So I want to a session led by @profteacher today at 4:30pm. I gave a big shoutout to him on July 11th. He’s a university professor who used his sabbatical year to teach high school math in a public (urban) high school. If you didn’t check it out then, check it out now.
This was one of those emotional talks for me to listen to. And I’m not an emotional person (unless Oprah is on). It was about being a first year teacher. The defeat and the joys and simple observations. I say “talk” but it actually became a rich and compelling conversation among, I don’t know, 30 or 40 dedicated teachers — all at different levels of teaching. It was raw and honest. It wasn’t defeatest or idealist. It was real.
There were two points that were made, that sound like sound bytes. And usually, I’d just brush them off as general platitudes or something.

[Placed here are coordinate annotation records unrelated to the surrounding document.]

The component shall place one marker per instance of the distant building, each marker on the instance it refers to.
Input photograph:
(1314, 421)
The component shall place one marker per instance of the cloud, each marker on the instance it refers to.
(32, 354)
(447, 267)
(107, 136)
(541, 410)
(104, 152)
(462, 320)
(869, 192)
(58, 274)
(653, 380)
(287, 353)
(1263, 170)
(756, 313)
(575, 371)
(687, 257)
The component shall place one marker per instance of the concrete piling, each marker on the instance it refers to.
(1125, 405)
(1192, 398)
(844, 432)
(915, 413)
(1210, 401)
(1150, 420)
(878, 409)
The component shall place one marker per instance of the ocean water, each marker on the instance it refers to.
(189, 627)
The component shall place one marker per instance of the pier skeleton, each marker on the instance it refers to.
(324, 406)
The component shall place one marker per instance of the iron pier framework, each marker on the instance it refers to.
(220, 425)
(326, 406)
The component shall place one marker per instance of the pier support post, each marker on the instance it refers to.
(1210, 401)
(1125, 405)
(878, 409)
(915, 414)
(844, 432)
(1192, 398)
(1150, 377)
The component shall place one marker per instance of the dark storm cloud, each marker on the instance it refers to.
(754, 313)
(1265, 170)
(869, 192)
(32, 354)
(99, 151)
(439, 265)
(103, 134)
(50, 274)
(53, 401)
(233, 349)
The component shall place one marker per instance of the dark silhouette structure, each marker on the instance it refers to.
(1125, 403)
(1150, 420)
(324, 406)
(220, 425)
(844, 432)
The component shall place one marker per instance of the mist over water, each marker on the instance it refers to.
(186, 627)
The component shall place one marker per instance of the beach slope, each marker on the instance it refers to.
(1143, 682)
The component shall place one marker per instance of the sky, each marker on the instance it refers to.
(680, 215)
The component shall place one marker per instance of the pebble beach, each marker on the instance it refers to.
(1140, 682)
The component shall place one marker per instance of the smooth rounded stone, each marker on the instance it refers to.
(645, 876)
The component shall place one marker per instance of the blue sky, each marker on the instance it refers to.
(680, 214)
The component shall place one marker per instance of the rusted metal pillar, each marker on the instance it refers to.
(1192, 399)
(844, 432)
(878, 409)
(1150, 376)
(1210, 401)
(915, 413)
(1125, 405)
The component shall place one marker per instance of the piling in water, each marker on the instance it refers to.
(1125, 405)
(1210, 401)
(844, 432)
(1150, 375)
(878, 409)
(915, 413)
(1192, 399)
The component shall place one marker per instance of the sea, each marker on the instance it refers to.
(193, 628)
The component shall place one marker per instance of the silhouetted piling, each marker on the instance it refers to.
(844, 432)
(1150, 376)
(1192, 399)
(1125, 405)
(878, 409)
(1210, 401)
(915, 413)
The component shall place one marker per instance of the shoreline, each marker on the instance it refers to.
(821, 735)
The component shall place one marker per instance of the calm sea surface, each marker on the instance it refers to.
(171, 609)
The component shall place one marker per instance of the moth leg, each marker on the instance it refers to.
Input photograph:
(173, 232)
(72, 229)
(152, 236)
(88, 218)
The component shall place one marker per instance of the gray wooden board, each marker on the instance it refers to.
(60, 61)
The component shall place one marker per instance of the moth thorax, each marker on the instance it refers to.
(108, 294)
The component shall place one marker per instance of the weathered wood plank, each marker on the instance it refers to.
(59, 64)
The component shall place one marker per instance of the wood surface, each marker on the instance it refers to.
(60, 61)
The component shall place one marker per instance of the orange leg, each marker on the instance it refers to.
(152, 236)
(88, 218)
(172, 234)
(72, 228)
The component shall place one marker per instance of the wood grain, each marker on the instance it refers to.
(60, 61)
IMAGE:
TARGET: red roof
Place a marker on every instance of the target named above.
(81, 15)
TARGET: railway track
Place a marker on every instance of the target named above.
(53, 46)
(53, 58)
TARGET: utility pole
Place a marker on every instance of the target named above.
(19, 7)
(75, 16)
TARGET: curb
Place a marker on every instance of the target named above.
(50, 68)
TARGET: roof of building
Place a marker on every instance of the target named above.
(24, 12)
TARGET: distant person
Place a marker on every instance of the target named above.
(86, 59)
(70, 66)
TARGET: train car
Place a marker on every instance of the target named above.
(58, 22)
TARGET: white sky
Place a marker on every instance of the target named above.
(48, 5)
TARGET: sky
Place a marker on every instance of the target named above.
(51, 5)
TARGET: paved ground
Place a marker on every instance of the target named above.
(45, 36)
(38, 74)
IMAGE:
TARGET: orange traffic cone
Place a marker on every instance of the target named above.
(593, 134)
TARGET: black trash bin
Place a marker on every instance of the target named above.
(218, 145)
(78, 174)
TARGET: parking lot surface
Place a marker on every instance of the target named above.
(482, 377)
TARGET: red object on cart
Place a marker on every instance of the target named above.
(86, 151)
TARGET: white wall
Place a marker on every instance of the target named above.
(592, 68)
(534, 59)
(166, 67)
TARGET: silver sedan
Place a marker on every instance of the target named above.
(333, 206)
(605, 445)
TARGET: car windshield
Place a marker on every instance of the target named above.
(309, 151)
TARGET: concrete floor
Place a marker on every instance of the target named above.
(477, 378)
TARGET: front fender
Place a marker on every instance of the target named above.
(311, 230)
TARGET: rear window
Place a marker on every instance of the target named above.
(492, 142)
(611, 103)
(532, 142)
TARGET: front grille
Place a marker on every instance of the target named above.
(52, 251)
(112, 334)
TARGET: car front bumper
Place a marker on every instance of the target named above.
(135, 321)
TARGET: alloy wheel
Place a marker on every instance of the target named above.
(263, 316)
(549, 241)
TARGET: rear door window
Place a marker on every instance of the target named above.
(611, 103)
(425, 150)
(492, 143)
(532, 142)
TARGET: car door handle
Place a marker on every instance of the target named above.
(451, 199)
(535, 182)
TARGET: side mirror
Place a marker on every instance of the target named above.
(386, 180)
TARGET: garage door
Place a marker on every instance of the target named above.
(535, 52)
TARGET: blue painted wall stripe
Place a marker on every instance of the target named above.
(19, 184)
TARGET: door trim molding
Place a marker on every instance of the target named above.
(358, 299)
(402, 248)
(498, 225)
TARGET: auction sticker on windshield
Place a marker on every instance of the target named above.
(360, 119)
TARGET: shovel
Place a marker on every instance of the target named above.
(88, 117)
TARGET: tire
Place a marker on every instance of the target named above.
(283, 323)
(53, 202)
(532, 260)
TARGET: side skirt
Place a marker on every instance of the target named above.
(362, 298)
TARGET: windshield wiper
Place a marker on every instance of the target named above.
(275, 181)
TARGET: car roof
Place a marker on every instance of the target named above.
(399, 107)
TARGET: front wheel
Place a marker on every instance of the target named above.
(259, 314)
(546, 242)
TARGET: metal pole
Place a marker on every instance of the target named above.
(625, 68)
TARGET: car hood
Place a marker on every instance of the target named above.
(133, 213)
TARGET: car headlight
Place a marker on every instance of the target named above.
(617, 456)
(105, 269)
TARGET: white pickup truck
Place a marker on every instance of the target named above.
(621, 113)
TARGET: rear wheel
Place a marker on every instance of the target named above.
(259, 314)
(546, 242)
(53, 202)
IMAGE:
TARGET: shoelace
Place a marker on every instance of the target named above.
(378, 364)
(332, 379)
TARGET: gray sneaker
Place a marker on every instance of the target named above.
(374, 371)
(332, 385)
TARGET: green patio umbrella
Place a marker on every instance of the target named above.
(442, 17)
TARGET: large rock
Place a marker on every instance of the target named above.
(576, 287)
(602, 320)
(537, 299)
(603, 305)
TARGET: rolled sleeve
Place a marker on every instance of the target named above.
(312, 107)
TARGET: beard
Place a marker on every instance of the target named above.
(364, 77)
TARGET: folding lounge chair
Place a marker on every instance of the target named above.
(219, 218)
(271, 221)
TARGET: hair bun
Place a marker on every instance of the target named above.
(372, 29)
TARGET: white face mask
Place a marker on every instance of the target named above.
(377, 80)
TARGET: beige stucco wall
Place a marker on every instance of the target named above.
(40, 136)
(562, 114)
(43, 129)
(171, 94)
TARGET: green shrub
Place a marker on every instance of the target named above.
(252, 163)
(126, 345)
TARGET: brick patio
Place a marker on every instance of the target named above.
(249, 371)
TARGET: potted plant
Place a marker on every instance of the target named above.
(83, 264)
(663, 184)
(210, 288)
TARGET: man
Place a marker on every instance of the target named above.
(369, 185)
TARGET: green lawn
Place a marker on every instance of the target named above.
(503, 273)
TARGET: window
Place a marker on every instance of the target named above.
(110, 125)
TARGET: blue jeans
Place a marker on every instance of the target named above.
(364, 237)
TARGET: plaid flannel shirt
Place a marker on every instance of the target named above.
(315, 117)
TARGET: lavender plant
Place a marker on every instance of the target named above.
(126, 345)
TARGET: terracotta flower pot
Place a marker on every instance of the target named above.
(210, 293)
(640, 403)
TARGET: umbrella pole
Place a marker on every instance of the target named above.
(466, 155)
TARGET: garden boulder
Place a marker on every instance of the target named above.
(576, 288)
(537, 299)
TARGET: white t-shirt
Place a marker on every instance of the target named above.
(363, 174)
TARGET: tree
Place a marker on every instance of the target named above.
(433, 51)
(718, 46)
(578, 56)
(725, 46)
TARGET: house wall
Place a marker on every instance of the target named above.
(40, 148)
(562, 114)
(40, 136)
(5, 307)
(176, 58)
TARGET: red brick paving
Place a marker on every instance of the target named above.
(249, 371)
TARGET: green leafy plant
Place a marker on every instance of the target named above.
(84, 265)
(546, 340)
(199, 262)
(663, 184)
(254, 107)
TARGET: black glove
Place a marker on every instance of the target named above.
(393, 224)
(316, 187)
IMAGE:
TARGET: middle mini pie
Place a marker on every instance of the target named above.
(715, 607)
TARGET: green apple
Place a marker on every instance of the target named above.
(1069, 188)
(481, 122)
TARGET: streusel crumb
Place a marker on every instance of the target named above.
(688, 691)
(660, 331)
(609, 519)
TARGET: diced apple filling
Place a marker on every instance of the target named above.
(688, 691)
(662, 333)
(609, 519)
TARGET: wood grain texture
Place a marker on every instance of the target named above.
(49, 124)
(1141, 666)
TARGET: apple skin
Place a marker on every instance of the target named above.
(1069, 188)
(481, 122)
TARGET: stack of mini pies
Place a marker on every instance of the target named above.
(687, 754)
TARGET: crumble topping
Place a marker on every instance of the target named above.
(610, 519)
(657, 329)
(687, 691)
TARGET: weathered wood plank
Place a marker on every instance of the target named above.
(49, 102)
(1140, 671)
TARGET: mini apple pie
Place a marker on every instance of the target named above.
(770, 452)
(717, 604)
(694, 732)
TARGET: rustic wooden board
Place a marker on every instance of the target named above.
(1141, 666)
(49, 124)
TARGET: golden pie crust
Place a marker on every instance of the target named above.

But I know and trust these people, and in this context, these points were deep and rich and I think I’ll probably treasure them.
1. “Teaching is the connsumate act of faith — faith in what you do.” One participant said this, an experienced teacher who talked about how the emotional part of teaching evolves, and after a number of years, she started really believing in this. She continued to say that you won’t be there when a kid gets a college acceptance. You just won’t know how and with whom you made an impact. (In fact, the student might not even be able to recognize it.) That’s where faith comes in. Faith that what we do matters.
2. The presenter said his one big take away from this first year: you need to have students know and feel that they can be successful. The lessons don’t have to be exciting — they can be routine and boring. “Factoring worksheets!” he said, “they will start tearing through them because they know they can be successful.” His discipline problems disappeared when he discovered this. How to do that? Developing lessons through careful crafting and scaffolding just enough — so that students are going through “productive frustration” — where the next step is just within reach. Again, just words. Words I would ignore, if the presenter hadn’t just developed and delivered a curriculum to me for 3 weeks which embodied everything he said. Scaffolded. Carefully crafted. And there was … everyday … engaged, productive frustration.
I’ll write more about that later. But I just needed to jot these two points down in the spare 10 minutes I had before dinner.